Thomas Square, a historic Honolulu park, has been a place to play and even a place of protest in the past. Monday evening, Oahu residents gathered to share their vision of what the popular park will be in the future.
Thomas Square is many different things to many different people.
"I see the promenade at Thomas Square at the beginning as having art. I see it as a beautiful area," said Honolulu resident Jack James.
For some, the park is an important reminder of Hawaii's past. It was there the British occupation of Hawaii ended 170 years ago.
"From its origin it has been a political place. The occupy guys should have a place there as it has always been political," stated Honolulu resident Aaron Ching.
For the past two years, deOccupy Honolulu occupied Thomas Square to protest the lack of housing for Hawaii's homeless. Their efforts have generated support from some in the audience.
"I have used Thomas Square park for a number of years. There are homeless there and they have never bothered me. Before you spend millions on beautification resolve the increasing homeless problem," said Honolulu resident Bob Loren.
Some residents called for more amenities at the park for everyone.
"How about a toilet, bathroom or sink that actually works? We've got one water fountain for the whole park -- that's a mile square," said deOccupy Honolulu protester "True Blue."
New planters now line the park, but many were not happy about the additions.
"I'm told the planters are 42 inches across, that means wheelchairs cannot pass. The city is going to have to take those planters away," exclaimed Honolulu resident Larry Geller.
Some were worried about invasive plants sprouting up at Thomas Square, while others were more concerned about those who run the park.
"Ever since the United States arrived here and all the other invasive species, you folks have prevailed with lies," said Kalani Asam, with Ka Lei Maile Ali.
Thomas Square has gone through declines and rebirths before. Now some residents are ready for a cleanup and changes to keep it from being an eyesore.
"We don't want shantytowns, this is Hawaii. Respect the land, respect the people of Hawaii," said Honolulu resident Walter Balinski Jr.

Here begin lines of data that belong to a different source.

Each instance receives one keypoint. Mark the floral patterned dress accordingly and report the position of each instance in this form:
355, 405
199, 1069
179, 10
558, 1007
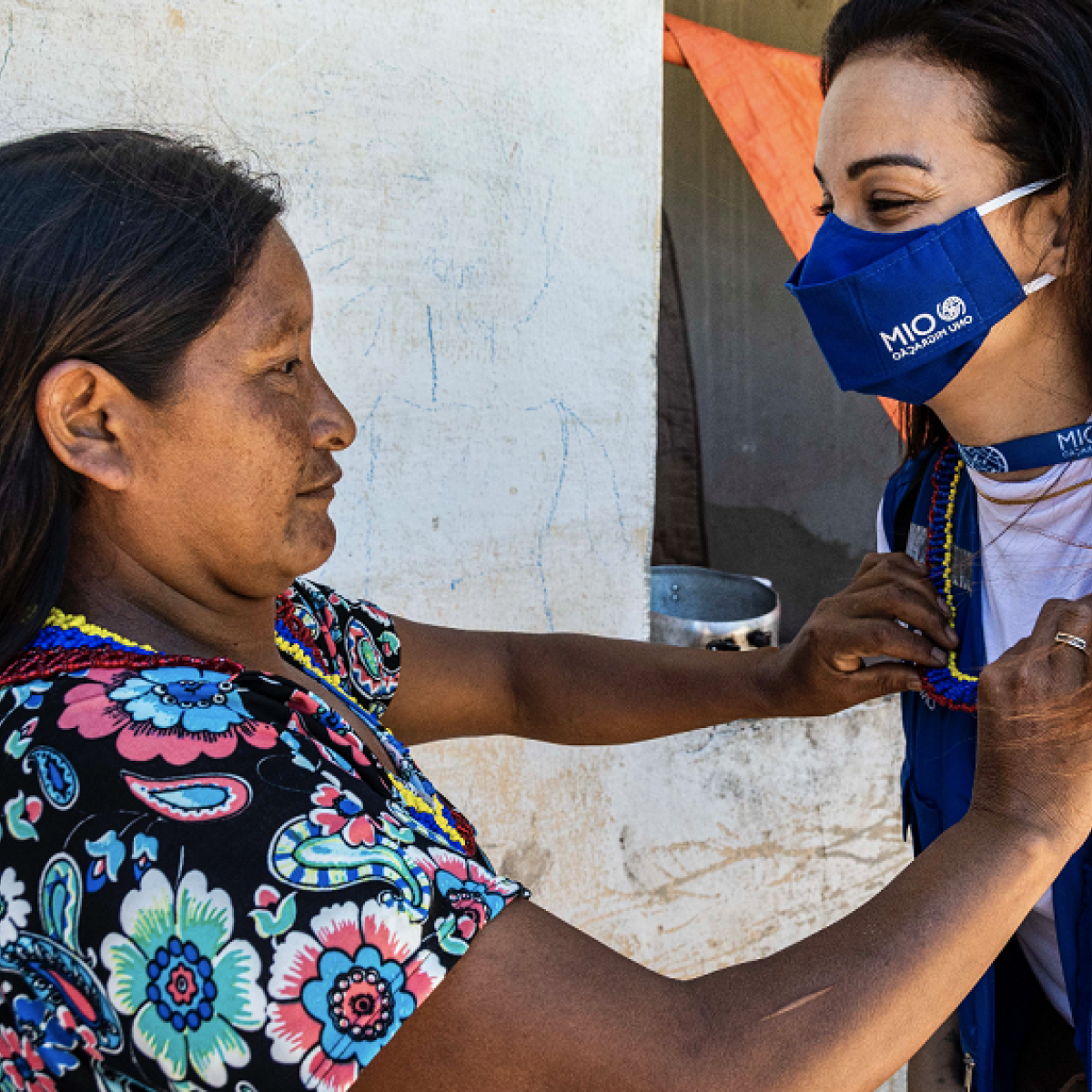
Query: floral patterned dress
207, 879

Dozens of different visions for Thomas Square were presented. Which means coming up with plan that will appease everyone may turn out to be no walk in the park.
All the comments, spoken and written, will be compiled by the city to help officials come up with a plan for the park.
While Monday's event was well attended at the Academy of Arts' Doris Duke theater there are no current plans for a repeat performance.